Midland Regional Hospital Portlaoise has had to operate with no spare ICU capacity
Hospitals in Laois and Offaly are facing a 'tricky' situation in deciding how to use six beds for critically ill patients if there is a second Covid-19 surge, according to a local TD who wants more investment to help frontline staff to cope.
Speaking in the Dáil Sinn Féin's Brian Stanley highlighted shortages in Ireland's intensive care capacity.
"In Tullamore hospital, for example, there are just four intensive care unit beds and Portlaoise hospital, critically, has only two such beds. That is for a population catchment area of more than 160,000 people. It leaves us in a tricky position if there is a surge in Covid-19 numbers," he said.

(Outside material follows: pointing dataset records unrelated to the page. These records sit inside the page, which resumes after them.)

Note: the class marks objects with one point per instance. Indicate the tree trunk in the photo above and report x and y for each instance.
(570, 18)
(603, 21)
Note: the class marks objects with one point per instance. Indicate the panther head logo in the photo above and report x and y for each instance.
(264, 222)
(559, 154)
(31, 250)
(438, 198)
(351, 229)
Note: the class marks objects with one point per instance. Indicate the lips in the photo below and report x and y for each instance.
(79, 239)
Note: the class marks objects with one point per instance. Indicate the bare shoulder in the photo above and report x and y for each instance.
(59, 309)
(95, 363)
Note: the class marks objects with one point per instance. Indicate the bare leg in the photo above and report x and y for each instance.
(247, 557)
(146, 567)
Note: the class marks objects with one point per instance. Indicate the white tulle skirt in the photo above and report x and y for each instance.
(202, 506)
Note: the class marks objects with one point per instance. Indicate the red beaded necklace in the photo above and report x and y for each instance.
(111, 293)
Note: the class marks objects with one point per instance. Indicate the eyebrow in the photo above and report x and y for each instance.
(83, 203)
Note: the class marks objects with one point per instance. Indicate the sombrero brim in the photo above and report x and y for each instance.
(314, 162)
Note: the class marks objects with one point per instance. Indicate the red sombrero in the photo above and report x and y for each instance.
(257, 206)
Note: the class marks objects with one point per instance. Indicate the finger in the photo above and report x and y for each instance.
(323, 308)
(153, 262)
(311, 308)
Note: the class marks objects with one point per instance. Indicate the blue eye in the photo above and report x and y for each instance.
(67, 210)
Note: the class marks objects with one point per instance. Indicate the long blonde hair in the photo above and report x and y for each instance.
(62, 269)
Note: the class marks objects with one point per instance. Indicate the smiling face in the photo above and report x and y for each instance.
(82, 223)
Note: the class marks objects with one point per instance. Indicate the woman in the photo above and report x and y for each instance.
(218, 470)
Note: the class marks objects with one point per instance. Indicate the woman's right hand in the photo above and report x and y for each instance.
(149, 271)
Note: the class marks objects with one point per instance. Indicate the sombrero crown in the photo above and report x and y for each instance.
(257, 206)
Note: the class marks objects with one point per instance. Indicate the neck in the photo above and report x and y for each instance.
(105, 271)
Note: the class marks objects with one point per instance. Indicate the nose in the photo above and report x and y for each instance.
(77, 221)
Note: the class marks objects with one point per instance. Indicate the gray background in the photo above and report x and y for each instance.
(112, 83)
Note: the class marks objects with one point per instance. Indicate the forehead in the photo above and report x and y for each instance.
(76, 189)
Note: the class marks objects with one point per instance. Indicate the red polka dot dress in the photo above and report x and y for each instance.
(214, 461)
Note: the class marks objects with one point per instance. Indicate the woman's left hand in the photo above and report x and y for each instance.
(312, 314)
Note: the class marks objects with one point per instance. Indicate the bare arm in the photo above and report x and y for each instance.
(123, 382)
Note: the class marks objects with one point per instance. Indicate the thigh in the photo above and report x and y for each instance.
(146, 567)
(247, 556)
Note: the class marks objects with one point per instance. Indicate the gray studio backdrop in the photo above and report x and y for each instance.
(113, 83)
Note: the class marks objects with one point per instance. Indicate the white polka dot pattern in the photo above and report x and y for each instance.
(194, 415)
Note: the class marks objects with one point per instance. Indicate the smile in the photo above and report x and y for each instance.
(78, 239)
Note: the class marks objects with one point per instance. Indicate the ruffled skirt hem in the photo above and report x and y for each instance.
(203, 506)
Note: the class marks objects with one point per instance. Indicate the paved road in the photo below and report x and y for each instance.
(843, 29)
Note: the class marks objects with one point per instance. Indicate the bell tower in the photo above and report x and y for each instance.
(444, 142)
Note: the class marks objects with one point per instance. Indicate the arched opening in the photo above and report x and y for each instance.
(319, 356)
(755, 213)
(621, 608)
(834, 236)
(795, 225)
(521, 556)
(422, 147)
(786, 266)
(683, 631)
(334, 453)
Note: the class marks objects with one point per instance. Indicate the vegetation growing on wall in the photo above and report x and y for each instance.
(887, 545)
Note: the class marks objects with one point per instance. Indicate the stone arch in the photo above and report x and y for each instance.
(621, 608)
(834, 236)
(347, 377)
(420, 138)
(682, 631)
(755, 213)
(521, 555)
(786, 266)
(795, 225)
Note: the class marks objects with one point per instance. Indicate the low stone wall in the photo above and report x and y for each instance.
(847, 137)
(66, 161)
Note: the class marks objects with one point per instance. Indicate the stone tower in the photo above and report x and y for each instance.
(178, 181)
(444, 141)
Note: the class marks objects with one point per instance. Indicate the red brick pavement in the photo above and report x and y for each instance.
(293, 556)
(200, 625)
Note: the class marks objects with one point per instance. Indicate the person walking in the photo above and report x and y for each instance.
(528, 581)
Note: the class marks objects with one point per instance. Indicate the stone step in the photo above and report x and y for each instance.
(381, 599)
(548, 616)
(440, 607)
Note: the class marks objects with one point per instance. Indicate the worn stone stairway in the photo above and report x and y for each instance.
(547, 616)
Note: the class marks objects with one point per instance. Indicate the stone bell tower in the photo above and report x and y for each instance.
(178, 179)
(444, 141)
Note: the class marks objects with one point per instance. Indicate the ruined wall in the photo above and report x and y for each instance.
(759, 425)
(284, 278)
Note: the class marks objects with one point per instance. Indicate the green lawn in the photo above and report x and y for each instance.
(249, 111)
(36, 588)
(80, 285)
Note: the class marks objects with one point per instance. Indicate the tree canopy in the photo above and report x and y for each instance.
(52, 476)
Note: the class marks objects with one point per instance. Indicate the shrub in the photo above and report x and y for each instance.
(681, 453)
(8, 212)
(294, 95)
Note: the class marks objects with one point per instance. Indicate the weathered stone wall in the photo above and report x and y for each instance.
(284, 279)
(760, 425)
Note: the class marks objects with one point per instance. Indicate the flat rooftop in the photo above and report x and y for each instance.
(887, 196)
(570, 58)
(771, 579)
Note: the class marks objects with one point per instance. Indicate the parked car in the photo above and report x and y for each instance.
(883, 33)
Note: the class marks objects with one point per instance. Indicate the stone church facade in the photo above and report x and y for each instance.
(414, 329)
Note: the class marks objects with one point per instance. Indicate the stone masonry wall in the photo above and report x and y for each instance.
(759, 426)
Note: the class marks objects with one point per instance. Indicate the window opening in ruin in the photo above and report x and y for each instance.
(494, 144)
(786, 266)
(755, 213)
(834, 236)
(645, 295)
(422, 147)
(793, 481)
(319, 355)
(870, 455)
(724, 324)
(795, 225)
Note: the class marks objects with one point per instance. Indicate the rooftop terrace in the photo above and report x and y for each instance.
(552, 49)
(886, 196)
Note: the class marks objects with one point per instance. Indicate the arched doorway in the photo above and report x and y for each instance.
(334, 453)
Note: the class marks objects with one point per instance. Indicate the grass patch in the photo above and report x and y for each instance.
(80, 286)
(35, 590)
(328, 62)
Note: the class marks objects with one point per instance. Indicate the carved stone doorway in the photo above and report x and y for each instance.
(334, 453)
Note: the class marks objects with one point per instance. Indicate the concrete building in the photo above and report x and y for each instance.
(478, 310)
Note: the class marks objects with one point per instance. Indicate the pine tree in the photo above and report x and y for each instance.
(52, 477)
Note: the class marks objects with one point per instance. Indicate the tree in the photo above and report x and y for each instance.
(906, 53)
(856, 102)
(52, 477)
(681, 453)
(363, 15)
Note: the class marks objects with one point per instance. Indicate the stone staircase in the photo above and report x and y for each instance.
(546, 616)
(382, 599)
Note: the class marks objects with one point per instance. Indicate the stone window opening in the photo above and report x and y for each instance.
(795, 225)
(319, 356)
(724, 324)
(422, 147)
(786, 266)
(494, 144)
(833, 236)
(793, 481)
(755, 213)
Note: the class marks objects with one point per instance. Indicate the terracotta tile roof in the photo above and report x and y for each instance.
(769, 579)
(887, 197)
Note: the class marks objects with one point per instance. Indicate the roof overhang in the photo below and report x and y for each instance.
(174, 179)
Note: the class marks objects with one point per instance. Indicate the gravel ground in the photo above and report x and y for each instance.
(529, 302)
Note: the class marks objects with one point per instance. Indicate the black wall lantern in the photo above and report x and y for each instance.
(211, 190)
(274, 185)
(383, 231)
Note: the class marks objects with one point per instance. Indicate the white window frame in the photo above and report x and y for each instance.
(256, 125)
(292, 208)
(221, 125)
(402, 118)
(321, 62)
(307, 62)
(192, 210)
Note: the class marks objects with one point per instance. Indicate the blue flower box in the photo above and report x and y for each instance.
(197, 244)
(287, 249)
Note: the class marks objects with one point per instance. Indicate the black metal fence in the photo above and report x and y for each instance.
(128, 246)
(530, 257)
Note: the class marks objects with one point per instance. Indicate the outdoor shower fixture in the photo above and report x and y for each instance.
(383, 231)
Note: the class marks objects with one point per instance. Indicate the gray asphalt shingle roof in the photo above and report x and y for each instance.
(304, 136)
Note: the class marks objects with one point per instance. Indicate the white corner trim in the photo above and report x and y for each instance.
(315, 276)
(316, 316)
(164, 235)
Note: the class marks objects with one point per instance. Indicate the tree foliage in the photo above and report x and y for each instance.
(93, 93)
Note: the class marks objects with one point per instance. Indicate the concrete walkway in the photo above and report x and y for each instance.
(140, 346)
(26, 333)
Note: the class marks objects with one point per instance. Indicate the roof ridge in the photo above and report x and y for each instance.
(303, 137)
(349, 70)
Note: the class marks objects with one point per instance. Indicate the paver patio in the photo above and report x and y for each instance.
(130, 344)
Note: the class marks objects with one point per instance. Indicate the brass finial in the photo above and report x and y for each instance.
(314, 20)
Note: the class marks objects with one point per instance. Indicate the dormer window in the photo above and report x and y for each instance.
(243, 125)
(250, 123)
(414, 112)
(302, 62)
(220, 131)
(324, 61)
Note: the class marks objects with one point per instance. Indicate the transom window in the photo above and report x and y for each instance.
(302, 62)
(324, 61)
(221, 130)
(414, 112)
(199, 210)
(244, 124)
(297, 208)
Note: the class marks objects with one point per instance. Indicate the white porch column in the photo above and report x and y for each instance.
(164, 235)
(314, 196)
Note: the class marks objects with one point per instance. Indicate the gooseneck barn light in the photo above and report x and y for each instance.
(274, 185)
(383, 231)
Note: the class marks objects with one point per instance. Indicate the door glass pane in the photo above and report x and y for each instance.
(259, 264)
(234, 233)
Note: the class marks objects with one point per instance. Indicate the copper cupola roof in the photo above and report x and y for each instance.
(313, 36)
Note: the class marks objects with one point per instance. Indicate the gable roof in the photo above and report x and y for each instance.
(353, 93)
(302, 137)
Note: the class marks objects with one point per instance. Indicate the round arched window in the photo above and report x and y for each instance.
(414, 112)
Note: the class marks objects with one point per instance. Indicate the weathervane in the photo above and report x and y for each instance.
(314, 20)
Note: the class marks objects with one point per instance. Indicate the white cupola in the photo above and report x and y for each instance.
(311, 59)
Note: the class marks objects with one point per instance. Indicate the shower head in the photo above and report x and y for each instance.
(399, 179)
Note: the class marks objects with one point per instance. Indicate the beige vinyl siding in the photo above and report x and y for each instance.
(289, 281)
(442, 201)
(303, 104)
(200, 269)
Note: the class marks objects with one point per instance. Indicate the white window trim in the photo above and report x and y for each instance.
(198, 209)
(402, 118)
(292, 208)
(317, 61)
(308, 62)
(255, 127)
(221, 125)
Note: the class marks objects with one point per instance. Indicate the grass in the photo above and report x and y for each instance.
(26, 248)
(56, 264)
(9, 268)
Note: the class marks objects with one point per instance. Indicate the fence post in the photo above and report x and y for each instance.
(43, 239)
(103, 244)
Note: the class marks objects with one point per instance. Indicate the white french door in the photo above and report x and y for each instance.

The TD asked the Minister for Public Expenditure and Reform Michael McGrath what has been done to address ICU shortages across the hospital system.
"What work has the Department of Health done to increase public hospital intensive care unit capacity during the Covid-19 pandemic? This is not just about temporary capacity but rather long-term capacity. Prior to the pandemic, Ireland had only six intensive care unit beds per 100,000 people, which is only half the European Union average and much lower than what is available in Germany.
"These are matters in our health services that must be addressed regardless of whether the pandemic continues. We could have a win in the health area and for the economy by addressing them,” said Dep Stanley.
The daily HSE Covid-19 report on Covid-19 in Irish hospitals reveals that Portlaoise has had now spare critical care bed for most of September. During the same month, staff have been treating Covid-19 patients in ICU.
Tullamore has been down to just one critical care bed during September with no spare general care beds. It has also been treating confirmed cases throughout the month.
Naas General in Kildare has also faced shortages as have the other hospitals in the Dublin Midlands Hospital Group, Tallagh and St James's in Dublin.